Could you tell me which one do you prefer? Or some suggestions about different ways to compute them?

At the end I want to build a JSON with all of this aggregated statistics. The structure of JSON is not relevant, it would depend on the approach taken. For the first one, I'd get something like {"T__min": None, "T__max": None, "T__missing": 1, "T__std": None, "C__min": 18.0, "C__max": 80.0, ...} so this way I end up with tons of fields and the select query would be huge. For the second approach I would get one JSON per variable with those statistics.

CodePudding user response：

I'm not really familiar with the InheritableThread and Queue, but as far as I can see, you want to create threads based on statistics. Meaning, every thread calculating a different statistic. This doesn't look optimized by design. I mean, some statistics will likely be calculated quicker than others. And then your processing power in those threads will not be used.

As you know, Spark is a distributed computing system which performs all the parallelism for you. I very highly doubt you can outperform Spark's optimization using Python's tools. If we could do that, it would already be integrated into Spark.

The first approach is very nicely written: conditional statements based on data types, inclusion of isnan, type hints - well done.
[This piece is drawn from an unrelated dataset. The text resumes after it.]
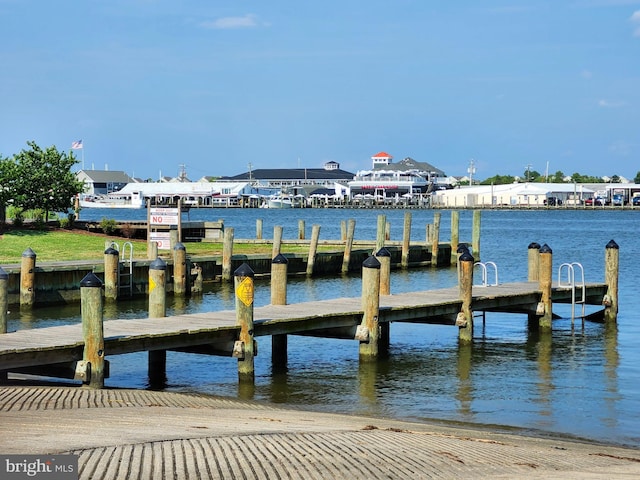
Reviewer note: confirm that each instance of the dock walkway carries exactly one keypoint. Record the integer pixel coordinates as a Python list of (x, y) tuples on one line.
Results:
[(215, 332)]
It would probably perform the best it's possible, it's definitely written efficiently. The biggest drawback is the nature that it will be run on the whole dataframe, but you can't really escape that. Regarding the number of columns, you shouldn't be worried. The whole select statement will be very long, but it's just one operation. The logical/physical plan should be efficient. In worst-case scenario, you could persist/cache the dataframe before this operation, as you may have problems if this dataframe is created using some complex code. But other than that you should be fine.

As an alternative, for some statistics you may consider using summary:

df.summary().show()
#  ------- ----- ------------------ 
# |summary|    T|                 C|
#  ------- ----- ------------------ 
# |  count|    3|                 3|
# |   mean| null|43.666666666666664|
# | stddev| null| 32.34707611722168|
# |    min|Alice|              18.0|
# |    25%| null|              18.0|
# |    50%| null|              33.0|
# |    75%| null|              80.0|
# |    max| Mark|              80.0|
#  ------- ----- ------------------

This approach would only work for numeric and string columns. Date/Timestamp columns (e.g. "D") are automatically excluded. But I'm not sure if this would be more efficient. And definitely it would be less clear, as it would add additional logic to your code which now is quite straightforward.